Russell Watts looked around at his audience impressively. He seemed to have won their attention. Dr Herriot and Professor Cole sat in armchairs on either side of his bed; Dr Dudden sat on the bed itself, as did Dr Myers, whose idea this informal seminar had been. ‘It’s absurd,’ he had said over dinner, ‘that we have five distinguished practitioners gathered together here, and all we’re doing is playing games with jelly babies and pipe-cleaners.’ He had suggested that they should round off the day by convening in somebody’s room and having a group discussion on a serious work-related topic; at which point Russell Watts had intervened, inviting them all to his room and offering to read them a paper which he was intending to present at a conference of Lacanian analysts in Paris next week. It was entitled:
The Case of Sarah T.: or, an Eye for an ‘I’.
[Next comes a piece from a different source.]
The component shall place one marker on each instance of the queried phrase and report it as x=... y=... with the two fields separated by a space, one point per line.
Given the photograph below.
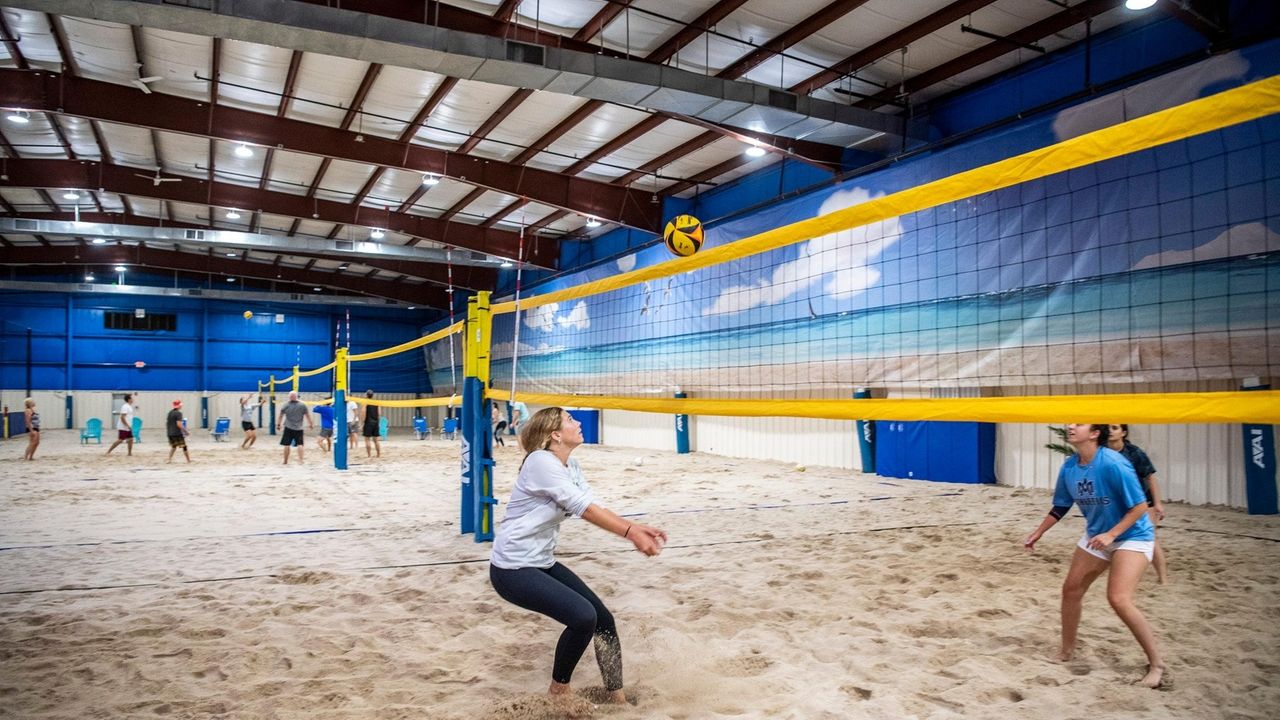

This invitation was accepted by the other four with varying degrees of alacrity, the least enthusiastic – by some margin – being Dr Herriot. There was a certain unwillingness, too, on the part of Professor Cole, who was once again not in the best of tempers. He had phoned his hospital just before dinner, only to be informed that the schizophrenic patient had not merely been discharged, but discharged that very evening; sent back to his council flat in Denmark Hill, where there was no one at all – to the best of the Professor’s knowledge – who would be able to look after him. With this alarming development preying on his mind, he was not predisposed to listen with much sympathy to Russell Watts’s paper. He had, in any case, spent his entire career working for distinguished London teaching hospitals, and was suspicious of this self-styled maverick, with his dubious professional status. These factors, combined with a pragmatic Englishman’s thoroughgoing
scepticism about Lacanian methodology, were enough to bring a battle-hungry glint to the Professor’s eye.